It seems that the demand has been strong in the past several years as indicated by increase in both volume and price. Emerging market and above premium seem to performance much better than other categories.

For the first six months of fiscal 2019 compared with same period of 2018(ended 201801030)

Organic sales increased 5% due to increase of about 3% in volume and increase 2% in price/mix.

For fiscal 2018 compared with 2017(ended 20180430)

Organic sales increased 6% due to increase of 5% in volume and increase 2% in price/mix.

For fiscal 2017 compared with 2016(ended 20170430)

Organic sales increased 3% due to increase of 2% in volume and increase 2% in price/mix.

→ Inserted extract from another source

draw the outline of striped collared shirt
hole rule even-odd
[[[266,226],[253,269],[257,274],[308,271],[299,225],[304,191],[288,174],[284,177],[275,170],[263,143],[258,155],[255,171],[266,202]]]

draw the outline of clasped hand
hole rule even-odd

In the current situation, this company has experienced positive organic growth if we exclude effect, on sales, of the spinning off of some of its subsidiary and of exchange rate in 2016/15.

Because real sales number was down due to unfavorable exchange rate and also because of increased costs and acquisition, the calculated gross margin (excluded exercise tax) was down to about 67% in 2018. Accordingly, its operating margin was also down to about 33% during the same period, which are still on the top level among peers.

Stock price

Our relativity of valuation methods and analysis indicate that this stock is currently relatively fairly valued by the market with an enterprise price/EBI ratio of 37($47/share).